When it comes to sporting events, there’s nothing more large-scale; nothing more steeped in tradition and history; nothing more timeless than the Olympics. The world becomes a stage once every four years and athletes from all over the globe get together at one venue to establish their sporting might.
If Olympics is the essence of sport, Paralympics is its spirit. After all, nothing celebrates sports and gamesmanship more than an event involving the differently abled athletes. Nothing is a bigger indicator of the fact that sports are inclusive to and seeing these athletes overcome severe and debilitating physical challenges – right from paraplegia, quadriplegia, and amputation to ataxia, visual impairment, and intellectual deficits – to participate in a range of competitions is nothing short of inspirational.
And now, Paralympics gets bigger and better as a new sport which makes its debut in the 2016 version of the Games. The paratriathlon, a dramatic sport in which athletes compete in three high-octane activities – swimming, cycling, and running – will be unveiled for the first time at the Paralympic Games at Rio de Janeiro.
Before we get down to learning more about Paralympics 2016, let’s take a trip down memory lane and discover how it all started.
The History of Paralympics
Although athletes with disabilities have participated in the Olympic Games before the Paralympics were introduced to the world, the first organized athletic event for differently abled athletes took place on the opening day of the 1948 Summer Olympics in London.
It was a small gathering of British World War II veteran patients with spinal cord injuries who participated in a host of sports competitions. The games were hosted by German-born Dr. Ludwig Guttmann, who was keen on starting an elite sports competition for athletes with disabilities that matched the Olympics in scale and grandeur. It’s not an exaggeration to say that he kick-started something that, in a few years, went on to become one of the biggest sporting events in the world. However, until 1960, the Paralympic Games were open only to war veterans.
Rome 1960 was a watershed event in the history of the Paralympic Games because it was the first time the competition was thrown open to athletes with no war background. 400 athletes from 23 countries competed in the 1960 edition of the Games and since then, Paralympics have been held in the same year as the main Olympics event. In fact, since 1988, Paralympics are held almost immediately after the respective Olympic Games.
Just like Olympics, Paralympics also have summer and winter editions. The first Winter Paralympics were held in 1976 in Örnsköldsvik, Sweden.
Paratriathlon at Rio 2016
As Rio gets ready to welcome the paratriathlon to the fold of Paralympic competitions, fans are eager to see how this fascinating race unfurls on the world stage. What makes this competition even more interesting is the fact that it is one of the few events where differently abled athletes can compete along with able-bodied athletes, albeit for distances shorter than Olympic ones.
The Rio 2016 paratriathlon competition will begin with a 750 meter swim in open water at Copacabana, followed by a 20-km bike race and will conclude with a 5 km run. Visually impaired triathletes will be allowed to use guides, who must be of the same gender and from the same country.

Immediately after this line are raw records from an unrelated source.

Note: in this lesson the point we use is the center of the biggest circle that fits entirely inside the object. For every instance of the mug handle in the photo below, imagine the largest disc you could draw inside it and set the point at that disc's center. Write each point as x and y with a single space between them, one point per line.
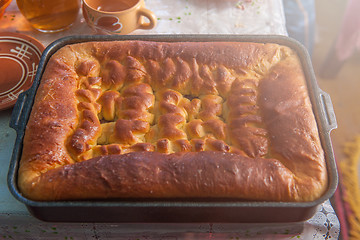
143 12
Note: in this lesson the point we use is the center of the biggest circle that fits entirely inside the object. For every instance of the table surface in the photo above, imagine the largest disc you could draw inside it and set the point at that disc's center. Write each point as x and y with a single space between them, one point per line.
174 17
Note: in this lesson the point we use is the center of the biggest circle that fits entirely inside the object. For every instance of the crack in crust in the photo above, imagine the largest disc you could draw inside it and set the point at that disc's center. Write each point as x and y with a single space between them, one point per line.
242 101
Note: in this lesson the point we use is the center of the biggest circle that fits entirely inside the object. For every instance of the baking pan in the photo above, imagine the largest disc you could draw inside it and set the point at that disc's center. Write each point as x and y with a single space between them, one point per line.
184 210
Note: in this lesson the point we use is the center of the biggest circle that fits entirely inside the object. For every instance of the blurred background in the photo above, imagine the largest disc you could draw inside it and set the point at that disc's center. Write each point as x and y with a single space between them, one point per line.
336 61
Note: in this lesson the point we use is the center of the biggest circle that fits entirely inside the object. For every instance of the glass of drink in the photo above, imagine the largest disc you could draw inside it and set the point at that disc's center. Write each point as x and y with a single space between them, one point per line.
3 5
50 15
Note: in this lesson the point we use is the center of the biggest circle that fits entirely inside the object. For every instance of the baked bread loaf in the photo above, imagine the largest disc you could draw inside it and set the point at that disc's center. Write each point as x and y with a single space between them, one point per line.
141 119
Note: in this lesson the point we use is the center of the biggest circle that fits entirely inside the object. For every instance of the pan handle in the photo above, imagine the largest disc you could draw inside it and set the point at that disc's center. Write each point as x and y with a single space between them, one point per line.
328 111
18 111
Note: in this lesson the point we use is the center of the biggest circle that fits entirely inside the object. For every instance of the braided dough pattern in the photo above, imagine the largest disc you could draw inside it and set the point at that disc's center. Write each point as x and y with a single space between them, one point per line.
146 119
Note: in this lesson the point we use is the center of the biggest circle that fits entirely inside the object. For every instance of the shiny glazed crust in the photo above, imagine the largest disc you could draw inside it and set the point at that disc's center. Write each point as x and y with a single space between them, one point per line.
137 119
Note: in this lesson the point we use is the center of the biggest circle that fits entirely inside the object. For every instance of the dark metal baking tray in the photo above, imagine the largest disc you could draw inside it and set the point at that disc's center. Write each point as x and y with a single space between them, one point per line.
201 210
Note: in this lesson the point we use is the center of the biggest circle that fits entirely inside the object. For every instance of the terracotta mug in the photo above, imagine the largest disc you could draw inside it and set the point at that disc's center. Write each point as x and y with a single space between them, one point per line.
117 16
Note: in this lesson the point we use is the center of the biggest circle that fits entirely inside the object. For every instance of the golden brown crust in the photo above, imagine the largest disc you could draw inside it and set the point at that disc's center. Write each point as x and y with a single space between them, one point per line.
137 119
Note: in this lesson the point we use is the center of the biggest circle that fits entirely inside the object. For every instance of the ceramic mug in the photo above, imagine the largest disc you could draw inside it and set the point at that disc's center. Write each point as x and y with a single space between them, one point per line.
117 16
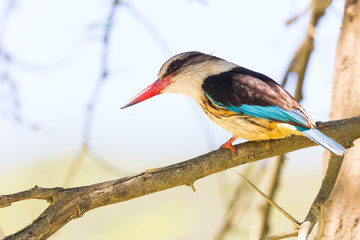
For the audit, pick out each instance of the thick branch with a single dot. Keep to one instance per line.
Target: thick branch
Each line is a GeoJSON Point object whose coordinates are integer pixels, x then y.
{"type": "Point", "coordinates": [71, 203]}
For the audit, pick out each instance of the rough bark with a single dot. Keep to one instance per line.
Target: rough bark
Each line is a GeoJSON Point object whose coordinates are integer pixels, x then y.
{"type": "Point", "coordinates": [71, 203]}
{"type": "Point", "coordinates": [342, 213]}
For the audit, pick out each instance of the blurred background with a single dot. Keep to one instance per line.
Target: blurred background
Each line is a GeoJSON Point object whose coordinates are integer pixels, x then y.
{"type": "Point", "coordinates": [66, 68]}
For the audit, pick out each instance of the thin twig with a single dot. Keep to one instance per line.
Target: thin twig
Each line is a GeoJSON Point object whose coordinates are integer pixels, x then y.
{"type": "Point", "coordinates": [71, 203]}
{"type": "Point", "coordinates": [275, 205]}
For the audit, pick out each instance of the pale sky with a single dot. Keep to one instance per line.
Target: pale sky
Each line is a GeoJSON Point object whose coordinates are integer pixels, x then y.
{"type": "Point", "coordinates": [57, 45]}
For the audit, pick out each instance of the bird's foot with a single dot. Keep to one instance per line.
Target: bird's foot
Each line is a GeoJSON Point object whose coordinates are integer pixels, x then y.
{"type": "Point", "coordinates": [229, 145]}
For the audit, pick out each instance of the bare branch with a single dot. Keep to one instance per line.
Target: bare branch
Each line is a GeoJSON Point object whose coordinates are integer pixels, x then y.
{"type": "Point", "coordinates": [301, 58]}
{"type": "Point", "coordinates": [70, 203]}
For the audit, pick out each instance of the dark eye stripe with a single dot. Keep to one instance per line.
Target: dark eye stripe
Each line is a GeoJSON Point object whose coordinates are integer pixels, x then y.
{"type": "Point", "coordinates": [178, 63]}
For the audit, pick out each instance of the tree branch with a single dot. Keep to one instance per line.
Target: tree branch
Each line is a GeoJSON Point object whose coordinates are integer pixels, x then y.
{"type": "Point", "coordinates": [70, 203]}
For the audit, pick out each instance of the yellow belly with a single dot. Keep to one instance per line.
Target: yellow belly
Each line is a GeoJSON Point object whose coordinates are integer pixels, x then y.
{"type": "Point", "coordinates": [247, 127]}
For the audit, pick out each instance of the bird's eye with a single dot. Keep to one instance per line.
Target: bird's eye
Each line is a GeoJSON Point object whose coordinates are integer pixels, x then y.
{"type": "Point", "coordinates": [176, 65]}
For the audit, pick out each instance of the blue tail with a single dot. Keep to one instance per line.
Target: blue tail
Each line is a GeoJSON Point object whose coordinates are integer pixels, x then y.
{"type": "Point", "coordinates": [323, 140]}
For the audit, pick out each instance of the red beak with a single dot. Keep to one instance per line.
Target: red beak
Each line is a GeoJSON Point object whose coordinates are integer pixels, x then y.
{"type": "Point", "coordinates": [152, 90]}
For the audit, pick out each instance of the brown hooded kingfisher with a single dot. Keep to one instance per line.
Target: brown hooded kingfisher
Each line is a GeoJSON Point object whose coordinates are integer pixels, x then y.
{"type": "Point", "coordinates": [247, 104]}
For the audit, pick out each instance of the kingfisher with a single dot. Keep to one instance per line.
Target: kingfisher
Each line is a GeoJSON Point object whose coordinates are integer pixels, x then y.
{"type": "Point", "coordinates": [247, 104]}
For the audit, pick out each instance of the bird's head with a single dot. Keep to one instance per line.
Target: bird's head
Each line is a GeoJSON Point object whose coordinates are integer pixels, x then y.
{"type": "Point", "coordinates": [184, 73]}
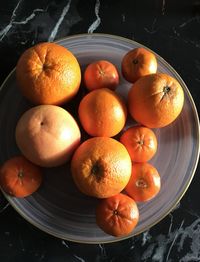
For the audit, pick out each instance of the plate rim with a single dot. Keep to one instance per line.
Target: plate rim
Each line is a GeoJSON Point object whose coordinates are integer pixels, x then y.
{"type": "Point", "coordinates": [117, 239]}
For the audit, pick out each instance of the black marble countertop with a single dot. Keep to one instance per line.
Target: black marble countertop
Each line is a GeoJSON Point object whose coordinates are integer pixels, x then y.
{"type": "Point", "coordinates": [170, 28]}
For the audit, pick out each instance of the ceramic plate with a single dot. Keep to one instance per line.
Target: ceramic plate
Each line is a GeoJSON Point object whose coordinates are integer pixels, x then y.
{"type": "Point", "coordinates": [57, 207]}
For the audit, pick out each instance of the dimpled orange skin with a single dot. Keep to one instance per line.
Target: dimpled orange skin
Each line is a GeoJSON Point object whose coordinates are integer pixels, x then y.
{"type": "Point", "coordinates": [101, 167]}
{"type": "Point", "coordinates": [155, 100]}
{"type": "Point", "coordinates": [144, 183]}
{"type": "Point", "coordinates": [141, 143]}
{"type": "Point", "coordinates": [101, 74]}
{"type": "Point", "coordinates": [117, 215]}
{"type": "Point", "coordinates": [48, 73]}
{"type": "Point", "coordinates": [102, 113]}
{"type": "Point", "coordinates": [137, 63]}
{"type": "Point", "coordinates": [19, 177]}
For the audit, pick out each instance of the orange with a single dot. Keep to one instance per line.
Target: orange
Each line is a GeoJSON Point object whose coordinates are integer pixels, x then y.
{"type": "Point", "coordinates": [141, 143]}
{"type": "Point", "coordinates": [48, 73]}
{"type": "Point", "coordinates": [144, 183]}
{"type": "Point", "coordinates": [19, 177]}
{"type": "Point", "coordinates": [101, 167]}
{"type": "Point", "coordinates": [117, 215]}
{"type": "Point", "coordinates": [102, 113]}
{"type": "Point", "coordinates": [47, 135]}
{"type": "Point", "coordinates": [101, 74]}
{"type": "Point", "coordinates": [155, 100]}
{"type": "Point", "coordinates": [138, 62]}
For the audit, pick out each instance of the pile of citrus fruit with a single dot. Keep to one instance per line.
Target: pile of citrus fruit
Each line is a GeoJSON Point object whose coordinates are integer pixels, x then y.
{"type": "Point", "coordinates": [112, 168]}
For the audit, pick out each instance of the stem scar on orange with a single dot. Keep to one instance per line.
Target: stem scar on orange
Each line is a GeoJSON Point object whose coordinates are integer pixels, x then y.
{"type": "Point", "coordinates": [19, 177]}
{"type": "Point", "coordinates": [102, 113]}
{"type": "Point", "coordinates": [155, 100]}
{"type": "Point", "coordinates": [144, 183]}
{"type": "Point", "coordinates": [117, 215]}
{"type": "Point", "coordinates": [101, 167]}
{"type": "Point", "coordinates": [137, 63]}
{"type": "Point", "coordinates": [101, 74]}
{"type": "Point", "coordinates": [48, 73]}
{"type": "Point", "coordinates": [141, 143]}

The classes at the Rio paratriathlon depend on the nature of the triathlete’s physical disability and include the following:
- PT1 class – Wheelchair users use hand cycles for the biking part and a special wheelchair for the running part.
- PT2-PT4 classes – Athletes who have physical limitations, such as impaired muscle power, and differ based on classification assessment scores. These athletes can use prosthetics or other approved devices.
- PT5 class – Athletes who have visual impairments and must compete with a guide.
According to the official U.S. Paralympic website, the country’s paratriathlon team is split into three tiers:
- National A Team: This team consists of paratriathletes who have won a world championship.
- National B Team: Members of this team have won a silver medal at the world championships or medals at other international and national events.
- Emerging Team: This team consists of members who have finished between the 3rd and 20th positions at certain international and national events.
The website has also chosen a few paratriathletes as the ones to watch in Rio 2016:
- Krige Schabort (PT1, Rome, Ga.) has competed in three Paralympic Games (1992, 2000, and 2012), winning silver and bronze in the marathon and has now made the transition to paratriathlon.
- Chris Hammer (PT4, Salt Lake City, Utah), the 2012 Paralympian and 2011 IPC world champion, has also made the jump from track and field to paratriathlon.
- Mark Barr (PT2, Houston, Texas), two-time U.S. Paralympian competing on the swim team in 2004 and 2008, will also compete in the paratriathlon event at Rio.
- S. Army veteran Melissa Stockwell (PT2, Chicago, Ill.), Paralympian and Barr’s teammate in 2008 is a three-time paratriathlon world champion.
Paratriathlon is perhaps one of the toughest competitions in the world of athletics. It’s a sport in which paratriathletes push their mental and physical endurance to the limit while racing continuously across three kinds of sports. Needless to say, paratriathletes don’t just have to be physically strong, but also mentally resilient. They have to go through intense training just like any other Olympic-level athlete, but the challenges they have to overcome are so many more. Including the paratriathlon in Paralympics is a tribute to such athletes who continue to inspire us with their amazing stories!